Acquire Infrastructure: Server

Adversaries may buy, lease, or rent physical servers that can be used during targeting. Use of servers allows an adversary to stage, launch, and execute an operation. During post-compromise activity, adversaries may utilize servers for various tasks, including for Command and Control. Instead of compromising a third-party Server or renting a Virtual Private Server, adversaries may opt to configure and run their own servers in support of operations.

Adversaries may only need a lightweight setup if most of their activities will take place using online infrastructure. Or, they may need to build extensive infrastructure if they want to test, communicate, and control other aspects of their activities on their own systems.[1]

ID: T1583.004
Sub-technique of:  T1583
Platforms: PRE
Version: 1.1
Created: 01 October 2020
Last Modified: 17 October 2021

Procedure Examples

ID Name Description

GALLIUM has used Taiwan-based servers that appear to be exclusive to GALLIUM.[2]

G0141 Gelsemium

Gelsemium has established infrastructure through renting servers at multiple providers worldwide.[3]

G0094 Kimsuky

Kimsuky has purchased hosting servers with virtual currency and prepaid cards.[4]

G0032 Lazarus Group

Lazarus Group has acquired servers to host their malicious tools.[5]

G0034 Sandworm Team

Sandworm Team has leased servers from resellers instead of leasing infrastructure directly from hosting companies to enable its operations.[6]


ID Mitigation Description
M1056 Pre-compromise

This technique cannot be easily mitigated with preventive controls since it is based on behaviors performed outside of the scope of enterprise defenses and controls.

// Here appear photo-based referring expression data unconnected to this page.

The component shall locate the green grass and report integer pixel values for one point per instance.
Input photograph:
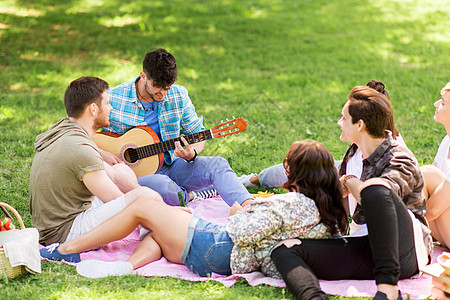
(285, 66)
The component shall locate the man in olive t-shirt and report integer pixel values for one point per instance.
(72, 190)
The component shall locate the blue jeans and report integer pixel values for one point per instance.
(207, 248)
(183, 177)
(275, 176)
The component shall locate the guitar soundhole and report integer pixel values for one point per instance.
(131, 155)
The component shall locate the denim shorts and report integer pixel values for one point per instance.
(207, 249)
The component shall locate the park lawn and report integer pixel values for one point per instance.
(285, 66)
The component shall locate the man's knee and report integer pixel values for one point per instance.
(218, 163)
(125, 169)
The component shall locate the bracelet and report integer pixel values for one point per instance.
(347, 177)
(192, 159)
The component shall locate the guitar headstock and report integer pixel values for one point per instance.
(229, 127)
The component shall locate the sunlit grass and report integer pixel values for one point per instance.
(285, 66)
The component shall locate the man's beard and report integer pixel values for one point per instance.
(101, 121)
(148, 93)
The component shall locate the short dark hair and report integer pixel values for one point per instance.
(312, 173)
(81, 92)
(160, 66)
(374, 108)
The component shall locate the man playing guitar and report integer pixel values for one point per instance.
(153, 100)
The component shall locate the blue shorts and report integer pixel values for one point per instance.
(207, 249)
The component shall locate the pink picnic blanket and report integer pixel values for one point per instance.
(217, 211)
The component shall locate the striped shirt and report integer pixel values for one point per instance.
(176, 113)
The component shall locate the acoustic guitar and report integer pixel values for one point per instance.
(141, 149)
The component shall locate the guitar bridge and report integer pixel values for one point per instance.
(130, 155)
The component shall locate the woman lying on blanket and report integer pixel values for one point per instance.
(437, 176)
(389, 242)
(311, 209)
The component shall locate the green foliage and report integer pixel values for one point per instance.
(285, 66)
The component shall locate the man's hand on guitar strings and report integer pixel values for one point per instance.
(187, 153)
(110, 158)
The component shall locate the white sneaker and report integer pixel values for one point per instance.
(245, 180)
(204, 194)
(93, 268)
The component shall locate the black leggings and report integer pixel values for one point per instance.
(386, 254)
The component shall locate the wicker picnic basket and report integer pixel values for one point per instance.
(5, 266)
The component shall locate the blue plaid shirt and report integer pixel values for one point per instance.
(176, 113)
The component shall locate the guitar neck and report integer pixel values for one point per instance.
(153, 149)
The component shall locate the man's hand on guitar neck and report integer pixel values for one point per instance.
(187, 152)
(109, 157)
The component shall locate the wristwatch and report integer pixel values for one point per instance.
(192, 159)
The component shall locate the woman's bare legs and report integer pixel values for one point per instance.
(169, 227)
(436, 191)
(147, 251)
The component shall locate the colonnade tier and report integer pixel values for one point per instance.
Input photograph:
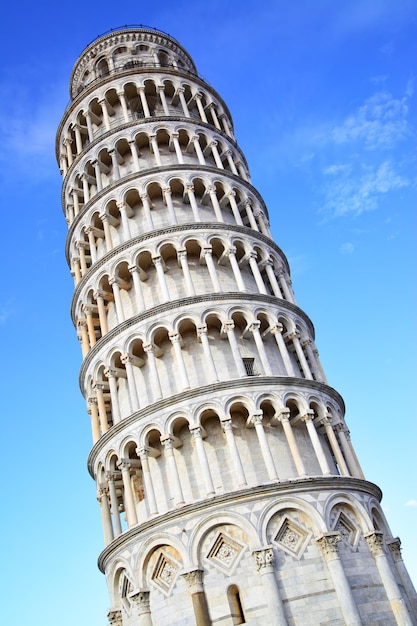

ID Data Source Data Component
DS0035 Internet Scan Response Content
Response Metadata

Once adversaries have provisioned a server (ex: for use as a command and control server), internet scans may reveal servers that adversaries have acquired. Consider looking for identifiable patterns such as services listening, certificates in use, SSL/TLS negotiation features, or other response artifacts associated with adversary C2 software.[7][8][9]

Much of this activity will take place outside the visibility of the target organization, making detection of this behavior difficult. Detection efforts may be focused on related stages of the adversary lifecycle, such as during Command and Control.